There is tremendous stigma connected to mental illness, part of which is the idea that mentally ill people are violent. A minority (estimated to be around 11 to 16%) of bipolar people will experience a violent episode at some point in their illness, but those are not necessarily directed at other people nor are they necessarily part of an ongoing pattern of violence. Those episodes are frequently connected to drug or alcohol use, not simply bipolar disorder. People with mental illness are at high risk for drug and alcohol use, and substance use can greatly worsen psychiatric symptoms as well as causing anger or violence. In addition, those few bipolar people who do get violent impulses without drug or alcohol use tend to get them during severe manic episodes, which in many patients are prevented through medication use. Research shows people with bipolar disorder are at much greater risk of harming themselves than harming other people. They are at risk for self-injury, suicide and substance abuse.

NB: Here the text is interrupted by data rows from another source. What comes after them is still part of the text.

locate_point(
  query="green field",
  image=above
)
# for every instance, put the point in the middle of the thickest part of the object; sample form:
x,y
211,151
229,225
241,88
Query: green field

Do people with bipolar disorder have to stay on medication forever?
Not all people with bipolar disorder need to be on medication forever., though it is encouraged to minimize the mood cycles. There are people whose manic and depressive episodes are mild enough, or rare enough, that they are not on continuous medication for their whole lives. However, many people with the disorder will need life-long medication. This decision is best made with the help of a therapist and psychiatrist who are familiar with your symptoms.
What is mania and is it fun?
Mania rarely feels fun. Mania takes self-control away from a person, leading them to make impulsive decisions that can destroy their relationships, careers, financial security, or physical health. It can feel fun for a little while and then suddenly become extremely scary. Mania often involves agitation, anger and paranoia.
Do most bipolar people commit suicide?
Studies have shown a range of 5% to 50% of people with bipolar disorder committing suicide. However, the statistic that is most widely accepted is 15%, which is 30 times higher than the overall suicide rate for the general population. It is estimated that 1 in 3 people with bipolar disorder have had at least one suicide attempt during their lives. Keep in mind, however, that people with mental illness have a harder time accessing health care, are more likely to have substance abuse issues, may lack support systems, and are much more likely to be homeless. Thus, there are a variety of factors that play into suicide rates beyond just the mental illness itself, but with medication and accompanying psychotherapy, depressive states can be minimized and the patient’s outlook greatly improved.
At what age does bipolar disorder develop?
The average age of onset is 21, but the majority of people aren’t diagnosed until they are between 25 and 50 years of age. Many bipolar adults report having had symptoms even in early childhood. Bipolar disorder can begin to manifest, and be diagnosed, in children and adults of all ages.
What is the treatment for bipolar disorder?
Treatment almost always includes medications, which include mood stabilizers, anitdepressants, antipsychotics and atypical antipsychotics. Medications are generally combined with psychotherapy and even alternative therapies like acupuncture and support groups.